Big Data Challenges in Open Source Management

The distributors and creators of open source software projects must attach or maintain relevant licenses, notices or both along with their corresponding open source projects to help users consume the projects in a compliant way. However, we know that the reality on the ground is very different for developers. 

Often, due to the inherent “open” nature of the projects, the code becomes pervasive, in part or as a whole, in multiple open source projects. That creates potential compliance and security risks for consumers of these projects. The growing number of open source projects (already into millions) and their scalability (with hundreds of containers having millions of lines of code) have made open source ecosystems even more complex. This makes finding the true ingredients and origins of the open source projects a very challenging task for consumers.

Unique Identifiers

Black Duck works hard to identify millions of open source projects and provide accurate and complete data on those projects. These data enable us to effectively manage compliance and security issues for our customers.

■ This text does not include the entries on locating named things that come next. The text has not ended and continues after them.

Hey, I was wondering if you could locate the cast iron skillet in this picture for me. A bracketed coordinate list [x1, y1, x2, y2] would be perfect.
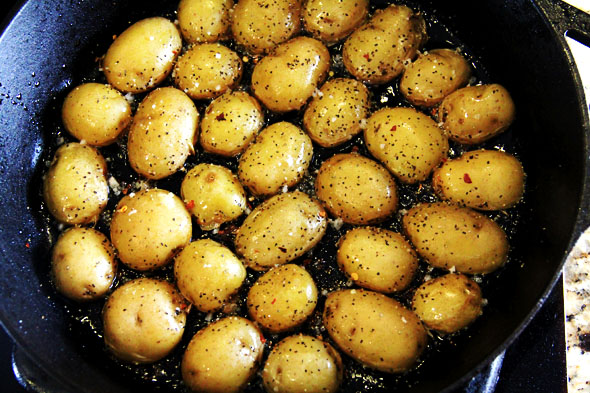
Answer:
[0, 0, 590, 393]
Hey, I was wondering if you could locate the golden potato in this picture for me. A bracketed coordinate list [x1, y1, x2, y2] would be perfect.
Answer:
[235, 191, 327, 270]
[43, 143, 109, 225]
[200, 91, 264, 157]
[127, 87, 199, 179]
[174, 239, 246, 312]
[262, 334, 342, 393]
[342, 4, 428, 84]
[336, 227, 418, 293]
[231, 0, 301, 54]
[323, 289, 427, 373]
[111, 188, 192, 271]
[238, 121, 313, 195]
[302, 0, 369, 45]
[364, 107, 449, 184]
[315, 153, 397, 224]
[399, 49, 471, 107]
[438, 84, 515, 145]
[402, 202, 509, 274]
[51, 227, 117, 302]
[247, 263, 318, 333]
[181, 317, 264, 393]
[432, 150, 525, 210]
[303, 78, 371, 147]
[61, 83, 131, 146]
[251, 37, 330, 112]
[412, 274, 483, 333]
[177, 0, 234, 44]
[102, 278, 187, 363]
[103, 17, 182, 93]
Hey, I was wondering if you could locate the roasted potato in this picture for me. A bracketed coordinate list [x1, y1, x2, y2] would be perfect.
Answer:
[438, 84, 516, 145]
[303, 78, 371, 147]
[323, 289, 427, 373]
[364, 107, 449, 184]
[238, 121, 313, 196]
[315, 153, 397, 224]
[402, 202, 509, 274]
[251, 37, 330, 112]
[235, 191, 327, 270]
[432, 150, 525, 210]
[102, 17, 182, 93]
[102, 278, 187, 363]
[181, 317, 264, 393]
[43, 142, 109, 225]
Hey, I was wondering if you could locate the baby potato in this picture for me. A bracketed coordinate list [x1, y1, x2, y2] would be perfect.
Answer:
[302, 0, 369, 45]
[438, 84, 515, 145]
[181, 317, 264, 393]
[200, 91, 264, 157]
[303, 77, 371, 147]
[43, 143, 109, 225]
[102, 278, 187, 363]
[235, 191, 327, 270]
[238, 121, 313, 195]
[336, 227, 418, 293]
[399, 49, 471, 107]
[111, 188, 192, 271]
[247, 263, 318, 333]
[177, 0, 234, 44]
[323, 289, 427, 373]
[412, 274, 483, 333]
[127, 87, 199, 179]
[315, 153, 397, 224]
[252, 37, 330, 112]
[180, 164, 247, 231]
[262, 334, 342, 393]
[364, 107, 449, 184]
[174, 239, 246, 313]
[61, 83, 131, 146]
[51, 227, 117, 302]
[432, 150, 525, 210]
[172, 43, 242, 100]
[402, 202, 509, 274]
[231, 0, 301, 54]
[102, 17, 182, 93]
[342, 4, 428, 84]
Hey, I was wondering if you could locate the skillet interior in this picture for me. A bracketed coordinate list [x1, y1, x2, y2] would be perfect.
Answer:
[0, 0, 587, 392]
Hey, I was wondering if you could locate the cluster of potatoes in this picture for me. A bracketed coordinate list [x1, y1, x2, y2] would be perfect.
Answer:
[43, 0, 524, 392]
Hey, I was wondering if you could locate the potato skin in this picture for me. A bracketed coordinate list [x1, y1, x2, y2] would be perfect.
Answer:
[247, 263, 318, 333]
[238, 121, 313, 196]
[323, 289, 427, 373]
[399, 49, 471, 107]
[51, 227, 117, 302]
[438, 83, 515, 145]
[43, 142, 109, 225]
[181, 317, 264, 393]
[315, 153, 398, 224]
[111, 188, 192, 271]
[303, 78, 371, 147]
[61, 83, 131, 146]
[102, 278, 187, 363]
[103, 17, 182, 93]
[432, 150, 525, 210]
[127, 87, 199, 180]
[412, 273, 483, 333]
[402, 202, 509, 274]
[336, 227, 418, 293]
[364, 107, 449, 184]
[251, 36, 330, 112]
[235, 191, 327, 270]
[262, 334, 342, 393]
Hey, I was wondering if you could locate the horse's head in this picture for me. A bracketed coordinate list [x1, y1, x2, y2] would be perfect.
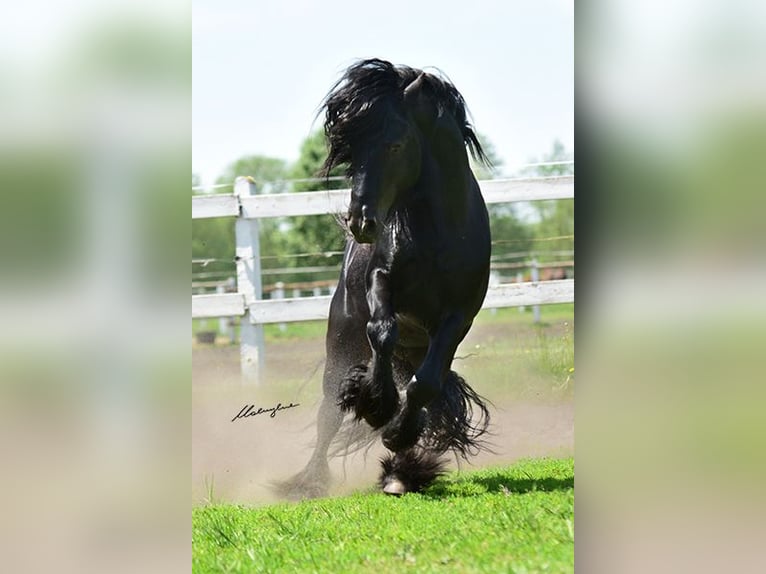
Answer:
[346, 98, 421, 243]
[324, 59, 492, 243]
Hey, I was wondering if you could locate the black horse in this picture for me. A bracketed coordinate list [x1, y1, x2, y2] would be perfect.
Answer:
[279, 59, 490, 498]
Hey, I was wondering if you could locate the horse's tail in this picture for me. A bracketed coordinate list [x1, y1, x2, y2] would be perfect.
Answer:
[419, 371, 489, 459]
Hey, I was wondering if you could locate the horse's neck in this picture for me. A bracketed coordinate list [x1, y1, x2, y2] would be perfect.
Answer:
[421, 154, 473, 232]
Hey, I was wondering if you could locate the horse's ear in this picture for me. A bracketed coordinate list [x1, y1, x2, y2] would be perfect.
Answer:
[404, 72, 438, 126]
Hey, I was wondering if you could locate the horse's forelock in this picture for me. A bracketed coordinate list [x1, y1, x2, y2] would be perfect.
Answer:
[320, 58, 489, 175]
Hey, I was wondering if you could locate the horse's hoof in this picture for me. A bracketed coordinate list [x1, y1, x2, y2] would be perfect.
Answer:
[383, 478, 407, 496]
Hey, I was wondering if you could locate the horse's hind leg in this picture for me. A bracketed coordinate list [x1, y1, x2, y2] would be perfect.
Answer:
[382, 313, 468, 452]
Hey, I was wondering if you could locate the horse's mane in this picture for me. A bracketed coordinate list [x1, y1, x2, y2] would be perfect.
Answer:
[320, 58, 490, 174]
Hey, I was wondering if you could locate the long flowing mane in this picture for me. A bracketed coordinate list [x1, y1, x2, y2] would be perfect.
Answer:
[320, 58, 490, 174]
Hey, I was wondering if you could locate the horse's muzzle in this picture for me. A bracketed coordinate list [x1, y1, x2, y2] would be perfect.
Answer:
[346, 209, 378, 243]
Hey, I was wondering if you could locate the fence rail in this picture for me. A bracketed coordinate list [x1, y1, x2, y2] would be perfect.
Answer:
[192, 175, 574, 219]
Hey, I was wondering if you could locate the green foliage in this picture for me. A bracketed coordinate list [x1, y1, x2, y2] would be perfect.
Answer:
[192, 459, 574, 573]
[262, 130, 348, 290]
[521, 140, 574, 263]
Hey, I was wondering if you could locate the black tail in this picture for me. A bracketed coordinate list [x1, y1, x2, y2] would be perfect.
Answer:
[419, 371, 489, 459]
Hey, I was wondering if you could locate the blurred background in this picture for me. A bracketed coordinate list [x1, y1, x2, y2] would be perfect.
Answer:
[0, 0, 191, 572]
[576, 0, 766, 572]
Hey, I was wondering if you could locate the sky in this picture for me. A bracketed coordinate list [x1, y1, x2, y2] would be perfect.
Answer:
[192, 0, 574, 185]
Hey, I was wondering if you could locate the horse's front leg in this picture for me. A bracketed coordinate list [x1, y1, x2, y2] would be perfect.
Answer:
[382, 313, 467, 452]
[340, 269, 399, 428]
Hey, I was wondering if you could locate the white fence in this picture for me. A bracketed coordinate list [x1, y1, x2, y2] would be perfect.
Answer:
[192, 176, 574, 382]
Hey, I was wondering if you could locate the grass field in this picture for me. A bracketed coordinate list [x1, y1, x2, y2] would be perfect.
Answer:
[192, 458, 574, 574]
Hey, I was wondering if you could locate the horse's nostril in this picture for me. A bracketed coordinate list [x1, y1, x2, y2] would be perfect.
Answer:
[362, 219, 376, 235]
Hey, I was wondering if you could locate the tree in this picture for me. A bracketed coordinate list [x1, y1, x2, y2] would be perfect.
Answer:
[262, 130, 348, 288]
[526, 139, 574, 261]
[192, 155, 287, 292]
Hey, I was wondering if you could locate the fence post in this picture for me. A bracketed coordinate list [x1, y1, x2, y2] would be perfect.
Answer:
[271, 281, 287, 333]
[234, 177, 264, 385]
[532, 259, 540, 323]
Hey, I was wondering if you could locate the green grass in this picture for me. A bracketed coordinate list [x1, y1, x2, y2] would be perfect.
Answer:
[192, 459, 574, 574]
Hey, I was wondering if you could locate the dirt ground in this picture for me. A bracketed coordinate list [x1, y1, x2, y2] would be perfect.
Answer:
[192, 325, 574, 505]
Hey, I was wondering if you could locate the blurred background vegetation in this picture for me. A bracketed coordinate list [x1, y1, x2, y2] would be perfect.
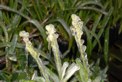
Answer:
[0, 0, 122, 82]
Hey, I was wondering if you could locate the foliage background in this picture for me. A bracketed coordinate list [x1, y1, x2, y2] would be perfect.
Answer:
[0, 0, 122, 82]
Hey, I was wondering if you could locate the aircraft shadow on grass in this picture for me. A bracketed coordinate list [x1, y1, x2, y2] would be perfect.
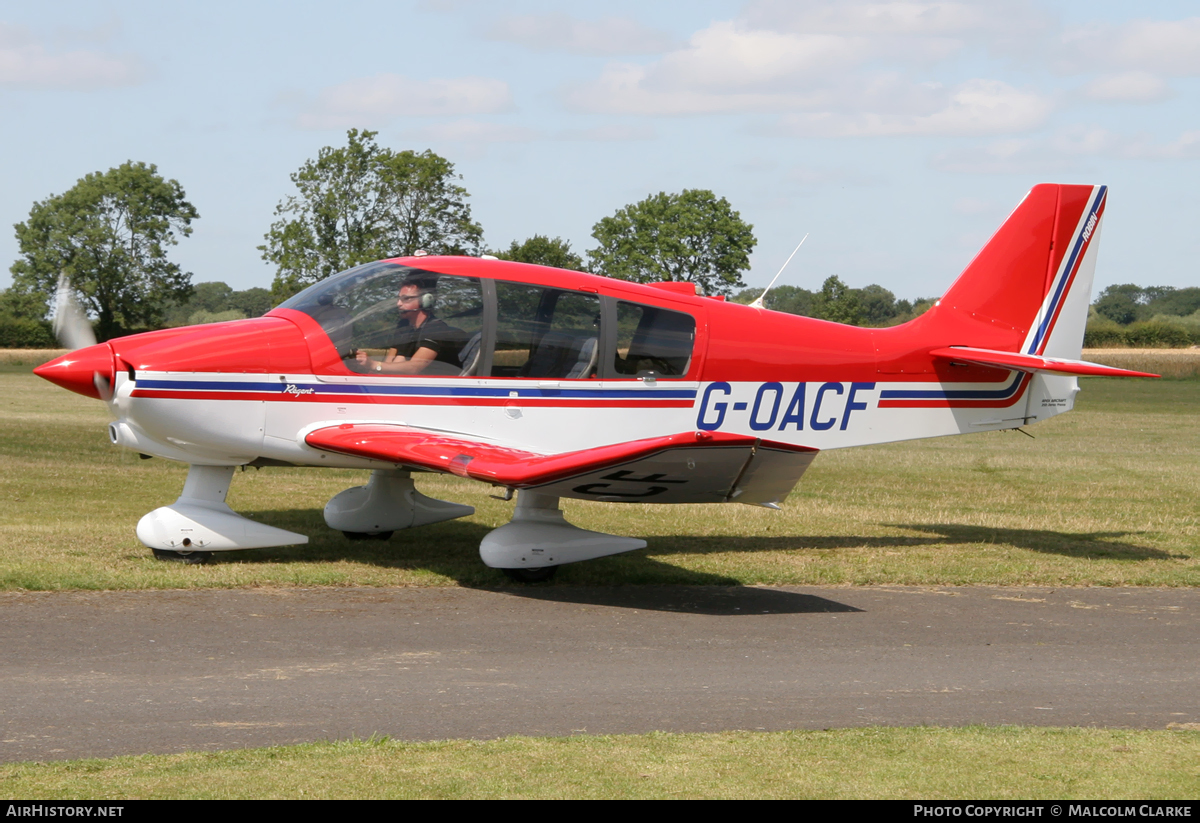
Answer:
[189, 510, 1180, 617]
[648, 523, 1187, 560]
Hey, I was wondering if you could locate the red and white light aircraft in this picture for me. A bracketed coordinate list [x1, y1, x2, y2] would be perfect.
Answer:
[35, 185, 1154, 579]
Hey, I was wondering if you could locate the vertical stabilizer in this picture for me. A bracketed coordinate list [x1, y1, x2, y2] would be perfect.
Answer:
[922, 184, 1108, 358]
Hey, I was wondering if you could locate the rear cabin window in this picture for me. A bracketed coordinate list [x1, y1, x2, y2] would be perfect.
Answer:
[612, 302, 696, 377]
[491, 281, 600, 380]
[281, 263, 696, 380]
[281, 263, 484, 377]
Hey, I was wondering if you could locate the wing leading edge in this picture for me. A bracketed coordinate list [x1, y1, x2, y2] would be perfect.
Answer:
[305, 423, 816, 506]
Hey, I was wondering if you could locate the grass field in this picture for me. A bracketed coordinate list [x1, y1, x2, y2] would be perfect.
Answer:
[0, 727, 1200, 800]
[0, 350, 1200, 799]
[0, 350, 1200, 590]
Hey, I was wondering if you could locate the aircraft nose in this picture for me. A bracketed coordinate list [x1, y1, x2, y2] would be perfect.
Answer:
[34, 343, 116, 400]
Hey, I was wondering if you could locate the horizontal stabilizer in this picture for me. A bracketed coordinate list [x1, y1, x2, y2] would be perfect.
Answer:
[929, 346, 1159, 377]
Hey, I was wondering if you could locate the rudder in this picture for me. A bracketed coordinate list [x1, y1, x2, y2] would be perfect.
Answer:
[922, 184, 1108, 358]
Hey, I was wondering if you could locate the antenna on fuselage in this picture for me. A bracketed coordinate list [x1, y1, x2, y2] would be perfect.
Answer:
[750, 234, 809, 308]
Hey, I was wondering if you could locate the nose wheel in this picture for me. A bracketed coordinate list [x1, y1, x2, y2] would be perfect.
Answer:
[150, 548, 212, 566]
[342, 531, 392, 540]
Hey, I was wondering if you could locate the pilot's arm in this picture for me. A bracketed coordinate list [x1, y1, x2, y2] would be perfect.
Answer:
[358, 346, 438, 374]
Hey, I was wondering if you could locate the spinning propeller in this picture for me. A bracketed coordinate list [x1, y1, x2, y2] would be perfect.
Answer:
[34, 274, 116, 403]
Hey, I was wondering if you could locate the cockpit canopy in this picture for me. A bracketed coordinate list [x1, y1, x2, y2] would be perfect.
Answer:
[280, 262, 696, 379]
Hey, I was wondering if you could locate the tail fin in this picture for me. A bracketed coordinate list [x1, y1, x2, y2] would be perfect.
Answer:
[922, 184, 1108, 358]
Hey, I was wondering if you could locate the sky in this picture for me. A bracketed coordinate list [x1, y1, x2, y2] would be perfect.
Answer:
[0, 0, 1200, 299]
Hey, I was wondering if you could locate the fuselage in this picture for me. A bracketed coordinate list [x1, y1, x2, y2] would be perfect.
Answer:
[46, 258, 1076, 479]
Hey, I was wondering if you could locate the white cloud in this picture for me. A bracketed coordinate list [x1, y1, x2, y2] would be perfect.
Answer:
[953, 197, 996, 215]
[785, 166, 883, 188]
[298, 73, 512, 128]
[932, 126, 1200, 174]
[404, 120, 541, 143]
[1058, 17, 1200, 77]
[743, 0, 1046, 37]
[740, 0, 1054, 64]
[486, 13, 674, 55]
[556, 124, 656, 143]
[566, 22, 870, 115]
[0, 23, 144, 91]
[565, 15, 1052, 137]
[1084, 71, 1171, 103]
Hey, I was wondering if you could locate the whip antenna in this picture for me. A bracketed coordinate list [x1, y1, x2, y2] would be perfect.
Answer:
[750, 234, 809, 308]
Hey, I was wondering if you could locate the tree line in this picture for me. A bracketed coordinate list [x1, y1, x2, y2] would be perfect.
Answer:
[7, 130, 1200, 348]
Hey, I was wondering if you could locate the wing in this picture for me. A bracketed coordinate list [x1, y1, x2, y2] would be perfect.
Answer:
[930, 346, 1159, 377]
[305, 423, 816, 506]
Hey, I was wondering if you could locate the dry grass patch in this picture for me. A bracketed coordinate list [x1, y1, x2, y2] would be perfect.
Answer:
[0, 727, 1200, 800]
[0, 373, 1200, 589]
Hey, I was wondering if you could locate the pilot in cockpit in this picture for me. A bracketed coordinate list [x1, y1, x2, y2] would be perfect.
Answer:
[355, 278, 462, 374]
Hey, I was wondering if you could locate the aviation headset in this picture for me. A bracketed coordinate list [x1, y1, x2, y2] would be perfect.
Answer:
[400, 280, 438, 312]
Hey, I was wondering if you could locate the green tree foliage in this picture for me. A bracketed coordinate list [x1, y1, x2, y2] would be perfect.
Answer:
[11, 161, 199, 340]
[167, 282, 272, 326]
[265, 128, 484, 300]
[1093, 283, 1142, 326]
[588, 188, 757, 295]
[1092, 283, 1200, 326]
[812, 275, 863, 325]
[853, 283, 899, 326]
[492, 234, 583, 271]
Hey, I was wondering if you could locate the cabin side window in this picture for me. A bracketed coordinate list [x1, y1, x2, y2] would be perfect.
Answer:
[612, 301, 696, 377]
[491, 281, 600, 380]
[282, 263, 485, 377]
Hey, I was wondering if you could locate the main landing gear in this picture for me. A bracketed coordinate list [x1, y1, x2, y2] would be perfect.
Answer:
[479, 491, 646, 583]
[150, 548, 212, 566]
[138, 464, 308, 564]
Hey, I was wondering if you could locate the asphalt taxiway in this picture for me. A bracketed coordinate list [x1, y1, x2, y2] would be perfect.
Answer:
[0, 587, 1200, 762]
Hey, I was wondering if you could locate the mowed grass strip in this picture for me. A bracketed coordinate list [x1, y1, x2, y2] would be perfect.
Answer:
[0, 371, 1200, 590]
[0, 727, 1200, 800]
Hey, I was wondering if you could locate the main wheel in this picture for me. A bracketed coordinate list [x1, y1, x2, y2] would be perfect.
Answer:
[342, 531, 394, 540]
[500, 566, 558, 583]
[150, 548, 212, 566]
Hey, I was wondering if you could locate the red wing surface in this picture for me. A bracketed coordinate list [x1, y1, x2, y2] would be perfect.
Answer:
[305, 423, 816, 505]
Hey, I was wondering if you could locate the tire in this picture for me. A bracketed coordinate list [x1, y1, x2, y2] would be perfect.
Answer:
[150, 548, 212, 566]
[500, 566, 558, 583]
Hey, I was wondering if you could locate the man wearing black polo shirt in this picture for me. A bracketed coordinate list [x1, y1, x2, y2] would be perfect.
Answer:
[356, 282, 462, 374]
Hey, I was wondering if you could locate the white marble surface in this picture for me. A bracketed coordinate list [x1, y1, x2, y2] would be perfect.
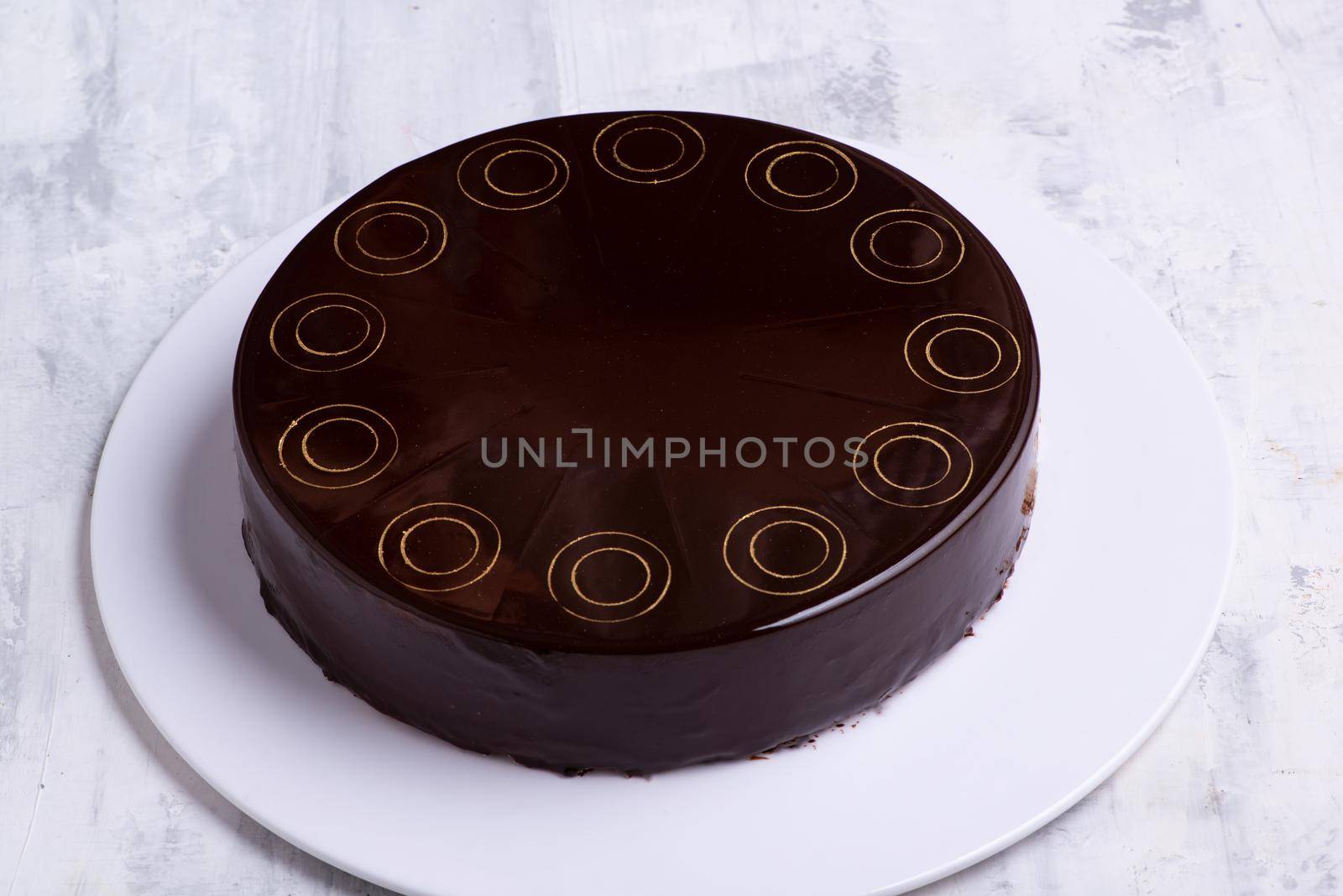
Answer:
[0, 0, 1343, 896]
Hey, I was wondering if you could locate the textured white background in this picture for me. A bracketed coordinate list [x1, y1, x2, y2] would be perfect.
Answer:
[0, 0, 1343, 896]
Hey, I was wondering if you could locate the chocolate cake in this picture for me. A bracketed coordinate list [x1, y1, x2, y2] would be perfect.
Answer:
[233, 112, 1039, 773]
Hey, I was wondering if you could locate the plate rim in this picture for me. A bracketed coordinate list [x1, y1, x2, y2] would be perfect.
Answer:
[89, 139, 1241, 896]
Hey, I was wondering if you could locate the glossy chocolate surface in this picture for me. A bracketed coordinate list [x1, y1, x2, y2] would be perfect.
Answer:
[235, 112, 1038, 654]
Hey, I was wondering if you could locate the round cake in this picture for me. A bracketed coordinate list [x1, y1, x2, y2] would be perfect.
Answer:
[233, 112, 1039, 774]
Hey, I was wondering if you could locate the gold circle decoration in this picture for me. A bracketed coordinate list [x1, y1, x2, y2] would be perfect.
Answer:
[850, 421, 975, 507]
[378, 500, 502, 593]
[546, 531, 672, 623]
[277, 404, 398, 490]
[593, 112, 703, 184]
[270, 293, 387, 372]
[332, 200, 447, 276]
[723, 504, 849, 596]
[745, 139, 858, 212]
[905, 313, 1021, 396]
[457, 137, 569, 212]
[849, 208, 965, 286]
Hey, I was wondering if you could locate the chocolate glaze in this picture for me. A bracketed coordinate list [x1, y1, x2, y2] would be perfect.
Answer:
[233, 112, 1039, 771]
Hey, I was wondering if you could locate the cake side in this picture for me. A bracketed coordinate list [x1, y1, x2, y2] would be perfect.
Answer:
[240, 415, 1036, 774]
[233, 112, 1039, 773]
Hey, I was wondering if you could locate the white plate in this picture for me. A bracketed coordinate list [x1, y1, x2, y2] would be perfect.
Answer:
[91, 140, 1233, 896]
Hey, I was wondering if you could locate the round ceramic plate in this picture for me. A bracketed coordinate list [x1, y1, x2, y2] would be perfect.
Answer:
[91, 134, 1233, 896]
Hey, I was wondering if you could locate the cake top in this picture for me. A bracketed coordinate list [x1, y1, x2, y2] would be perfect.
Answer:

In this context, classifying millions of open source projects using various features such as project names, vendors (or providers) and repositories (that are publicly available on the Web) are very crucial to accurately identify security and legal compliance issues with open source projects. Furthermore, software from one open source project often encroach into other open source projects, making it even more difficult to identify open source projects uniquely. To that end, billions of features are needed from millions of open source projects to uniquely identify them automatically through computational techniques.

Big Data Challenges

That makes it a challenging big data problem. Did you know that Black Duck applies state of the art data mining solutions to achieve the information in our knowledgebase? Black Duck Hub uses billions of features generated from millions of open source projects (collectively representing terabytes of data) to uniquely identify various projects, which eventually help in mitigating compliance and security risks.